Posted to user@spark.apache.org by Something Something <ma...@gmail.com> on 2020/03/04 02:02:30 UTC

Stateful Spark Streaming: Required attribute 'value' not found

In a Stateful Spark Streaming application I am writing the 'OutputRow' in
the 'updateAcrossEvents' but I keep getting this error (*Required attribute
'value' not found*) while it's trying to write to Kafka.
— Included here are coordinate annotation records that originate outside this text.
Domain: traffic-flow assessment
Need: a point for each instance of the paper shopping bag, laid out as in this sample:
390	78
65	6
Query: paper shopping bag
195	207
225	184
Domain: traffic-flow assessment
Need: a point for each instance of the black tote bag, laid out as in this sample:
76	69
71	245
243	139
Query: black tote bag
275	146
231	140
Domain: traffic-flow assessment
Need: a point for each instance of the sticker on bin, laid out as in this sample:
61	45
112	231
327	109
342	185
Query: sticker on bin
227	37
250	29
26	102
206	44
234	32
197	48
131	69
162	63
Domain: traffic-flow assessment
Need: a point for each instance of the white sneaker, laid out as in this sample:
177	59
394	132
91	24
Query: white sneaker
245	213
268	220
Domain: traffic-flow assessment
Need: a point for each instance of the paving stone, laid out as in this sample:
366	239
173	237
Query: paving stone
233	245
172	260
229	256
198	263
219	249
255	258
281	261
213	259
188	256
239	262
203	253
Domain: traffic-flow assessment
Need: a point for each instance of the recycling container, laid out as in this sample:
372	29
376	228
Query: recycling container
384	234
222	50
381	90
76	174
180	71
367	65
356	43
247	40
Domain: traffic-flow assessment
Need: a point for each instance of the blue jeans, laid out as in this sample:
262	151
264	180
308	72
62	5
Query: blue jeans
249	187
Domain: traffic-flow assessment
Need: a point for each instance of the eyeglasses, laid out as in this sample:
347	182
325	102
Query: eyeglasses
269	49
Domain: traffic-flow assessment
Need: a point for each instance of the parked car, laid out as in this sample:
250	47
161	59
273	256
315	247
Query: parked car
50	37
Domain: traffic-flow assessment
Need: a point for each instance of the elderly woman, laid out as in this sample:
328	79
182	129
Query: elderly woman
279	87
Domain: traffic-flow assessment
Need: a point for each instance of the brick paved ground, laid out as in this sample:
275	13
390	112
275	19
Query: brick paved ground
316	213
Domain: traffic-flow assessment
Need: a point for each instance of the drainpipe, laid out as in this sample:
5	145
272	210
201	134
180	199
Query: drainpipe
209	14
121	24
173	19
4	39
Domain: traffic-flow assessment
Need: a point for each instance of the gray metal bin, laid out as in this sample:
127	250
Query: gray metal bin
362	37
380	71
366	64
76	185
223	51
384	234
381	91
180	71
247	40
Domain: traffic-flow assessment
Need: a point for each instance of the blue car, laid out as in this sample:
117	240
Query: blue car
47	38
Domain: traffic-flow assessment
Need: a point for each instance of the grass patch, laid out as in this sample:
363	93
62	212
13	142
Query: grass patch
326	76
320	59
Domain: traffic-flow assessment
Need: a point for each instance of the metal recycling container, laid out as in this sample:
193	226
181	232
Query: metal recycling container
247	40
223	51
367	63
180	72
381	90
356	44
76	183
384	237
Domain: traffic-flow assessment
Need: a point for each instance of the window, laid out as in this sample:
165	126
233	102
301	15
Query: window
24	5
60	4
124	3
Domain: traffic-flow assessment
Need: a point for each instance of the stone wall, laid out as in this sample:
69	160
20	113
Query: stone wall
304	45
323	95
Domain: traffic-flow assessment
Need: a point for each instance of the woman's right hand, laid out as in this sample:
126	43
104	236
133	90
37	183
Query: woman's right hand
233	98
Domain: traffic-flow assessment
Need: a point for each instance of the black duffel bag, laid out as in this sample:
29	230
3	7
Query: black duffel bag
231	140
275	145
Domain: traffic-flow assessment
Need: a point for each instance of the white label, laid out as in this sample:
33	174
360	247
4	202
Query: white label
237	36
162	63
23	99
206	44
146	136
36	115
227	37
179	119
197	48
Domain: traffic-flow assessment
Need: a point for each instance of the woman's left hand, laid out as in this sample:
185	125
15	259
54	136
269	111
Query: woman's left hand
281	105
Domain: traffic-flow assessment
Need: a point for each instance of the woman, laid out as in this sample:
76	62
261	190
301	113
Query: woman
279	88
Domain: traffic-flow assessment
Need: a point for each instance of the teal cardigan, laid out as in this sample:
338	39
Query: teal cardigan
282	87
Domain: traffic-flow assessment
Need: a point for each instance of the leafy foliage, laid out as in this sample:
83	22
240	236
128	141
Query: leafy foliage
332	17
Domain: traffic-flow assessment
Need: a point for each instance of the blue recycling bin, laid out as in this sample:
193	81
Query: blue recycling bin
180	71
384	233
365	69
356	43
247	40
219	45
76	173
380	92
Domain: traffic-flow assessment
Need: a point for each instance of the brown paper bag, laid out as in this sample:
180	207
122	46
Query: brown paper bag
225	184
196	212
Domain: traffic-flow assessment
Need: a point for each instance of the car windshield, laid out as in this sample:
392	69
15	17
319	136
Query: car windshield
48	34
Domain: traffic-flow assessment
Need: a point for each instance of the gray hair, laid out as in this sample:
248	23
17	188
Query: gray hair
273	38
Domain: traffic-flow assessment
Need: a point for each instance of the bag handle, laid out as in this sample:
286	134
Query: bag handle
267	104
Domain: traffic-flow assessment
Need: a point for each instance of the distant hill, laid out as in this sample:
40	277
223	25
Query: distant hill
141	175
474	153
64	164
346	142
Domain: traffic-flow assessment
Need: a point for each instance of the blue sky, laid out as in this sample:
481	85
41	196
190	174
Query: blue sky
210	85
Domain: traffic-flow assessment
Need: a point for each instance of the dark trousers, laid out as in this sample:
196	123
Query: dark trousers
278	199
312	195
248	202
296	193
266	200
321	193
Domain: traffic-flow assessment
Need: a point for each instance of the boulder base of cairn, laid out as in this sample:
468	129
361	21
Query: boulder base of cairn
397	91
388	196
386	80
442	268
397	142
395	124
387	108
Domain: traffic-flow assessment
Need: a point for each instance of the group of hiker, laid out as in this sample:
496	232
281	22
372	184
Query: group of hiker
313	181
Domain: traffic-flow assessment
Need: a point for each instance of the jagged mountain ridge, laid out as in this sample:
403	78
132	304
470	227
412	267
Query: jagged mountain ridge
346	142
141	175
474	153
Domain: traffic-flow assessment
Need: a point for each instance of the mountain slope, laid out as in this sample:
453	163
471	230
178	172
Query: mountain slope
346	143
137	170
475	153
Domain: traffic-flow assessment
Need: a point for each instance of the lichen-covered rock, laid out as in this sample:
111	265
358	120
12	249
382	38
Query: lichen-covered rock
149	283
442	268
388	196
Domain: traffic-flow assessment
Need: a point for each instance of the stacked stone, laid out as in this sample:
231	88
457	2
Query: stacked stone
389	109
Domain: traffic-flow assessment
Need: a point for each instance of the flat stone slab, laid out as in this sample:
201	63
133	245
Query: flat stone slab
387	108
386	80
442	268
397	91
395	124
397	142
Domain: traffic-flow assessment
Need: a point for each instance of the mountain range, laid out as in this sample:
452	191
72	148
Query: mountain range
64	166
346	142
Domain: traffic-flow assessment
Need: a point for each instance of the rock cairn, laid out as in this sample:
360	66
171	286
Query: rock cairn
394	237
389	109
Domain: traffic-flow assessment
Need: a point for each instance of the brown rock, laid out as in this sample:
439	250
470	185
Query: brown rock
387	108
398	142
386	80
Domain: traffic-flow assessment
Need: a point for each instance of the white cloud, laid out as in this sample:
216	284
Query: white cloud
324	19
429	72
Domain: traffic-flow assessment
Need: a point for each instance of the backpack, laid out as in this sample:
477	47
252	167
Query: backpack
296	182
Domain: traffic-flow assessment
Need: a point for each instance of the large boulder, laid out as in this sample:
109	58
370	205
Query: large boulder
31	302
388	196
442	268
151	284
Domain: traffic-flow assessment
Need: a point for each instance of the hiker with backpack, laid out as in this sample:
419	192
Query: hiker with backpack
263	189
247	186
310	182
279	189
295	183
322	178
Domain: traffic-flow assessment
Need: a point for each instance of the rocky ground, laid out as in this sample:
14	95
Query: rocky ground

I know from the
documentation that 'value' attribute needs to be set but how do I do that
in the 'Stateful Structured Streaming'? Where & how do I add this 'value'
attribute in the following code? *Note: I am using Spark 2.3.1*

withEventTime
      .as[R00tJsonObject]
      .withWatermark("event_time", "5 minutes")
      .groupByKey(row => (row.value.Id, row.value.time.toString, row.value.cId))
      .mapGroupsWithState(GroupStateTimeout.EventTimeTimeout)(updateAcrossEvents)
      .writeStream
      .format("kafka")
      .option("kafka.bootstrap.servers", "localhost:9092")
      .option("topic", "myTopic")
      .option("checkpointLocation", "/Users/username/checkpointLocation")
      .outputMode("update")
      .start()
      .awaitTermination()

Re: Stateful Spark Streaming: Required attribute 'value' not found

Posted by Something Something <ma...@gmail.com>.
By simply adding 'toJSON' before 'writeStream' the problem was fixed. Maybe
it will help someone.

On Tue, Mar 3, 2020 at 6:02 PM Something Something <ma...@gmail.com>
wrote:

> In a Stateful Spark Streaming application I am writing the 'OutputRow' in
> the 'updateAcrossEvents' but I keep getting this error (*Required
> attribute 'value' not found*) while it's trying to write to Kafka. I know
> from the documentation that 'value' attribute needs to be set but how do I
> do that in the 'Stateful Structured Streaming'? Where & how do I add this
> 'value' attribute in the following code? *Note: I am using Spark 2.3.1*
>
> withEventTime
>       .as[R00tJsonObject]
>       .withWatermark("event_time", "5 minutes")
>       .groupByKey(row => (row.value.Id, row.value.time.toString, row.value.cId))
>       .mapGroupsWithState(GroupStateTimeout.EventTimeTimeout)(updateAcrossEvents)
>       .writeStream
>       .format("kafka")
>       .option("kafka.bootstrap.servers", "localhost:9092")
>       .option("topic", "myTopic")
>       .option("checkpointLocation", "/Users/username/checkpointLocation")
>       .outputMode("update")
>       .start()
>       .awaitTermination()
>
>